Celestial frames is also short enough to say and does NOT need to be acronymized---which is the worst. But there is an acronym if you want to use it CEFs.
To go beyond the classical limit requires special relativity and general relativity.
In the classical limit, we use Newtonian physics and certain restrictions apply:
1. Relative velocities much less than the vacuum light speed c = 2.99792458*10**8 m/s ≅ 3*10**8 m/s = 3*10**5 km/s ≅ 1 ft/ns.
2. Gravitational field much less than near black holes.
3. Total mass-energy of the astro-bodies much less than that of the observable universe.
4. Size scale in the analysis much larger than the size scale of atoms and molecules.
The classical limit sounds very restrictive, but pretty much everything from cosmic dust to the large scale structure can be analyzed as in the classical limit in good to excellent approximation depending on the case.
Actually, the observable universe as whole can be treated using Newtonian physics in that the Friedmann equation and the Friedmann acceleration equation can be derived from Newtonian physics plus special hypotheses. We will NOT go into that here.
The behavior close to black holes CANNOT be dealt with Newtonian physics, but black holes from far enough from them can be treated as point mass sources of gravity by Newtonian physics.
To conclude this section, celestial frames are very general inertial frames, but they are NOT completely general.

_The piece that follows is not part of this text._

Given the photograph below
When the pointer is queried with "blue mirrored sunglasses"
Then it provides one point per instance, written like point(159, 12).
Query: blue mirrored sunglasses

Complete general is beyond yours truly's scope of knowledge and is probably pointless for understanding most reference frames used in astrophysics.
A Classification of Reference Frames:
Here we offer a classification of reference frames:
1. inertial frames: Inertial frames are free-fall frames (FFFs) (i.e., reference frames in free fall under gravity) NOT rotating with respect to the observable universe (i.e., to the bulk mass-energy of observable universe).
  All physical laws are referenced with respect to inertial frames, except general relativity which tells us what inertial frames are.
  You could quibble about whether all physical laws are referenced with respect to inertial frames, but after quibbling, it is still essentially true.
  Our modern understanding of inertial frames has only been availalbe since 1915 when general relativity was introduced by Albert Einstein (1879--1955) (see Wikipedia: History of general relativity). So the original conception of inertial frames in Newtonian physics due to Isaac Newton (1643--1727) is obsolete.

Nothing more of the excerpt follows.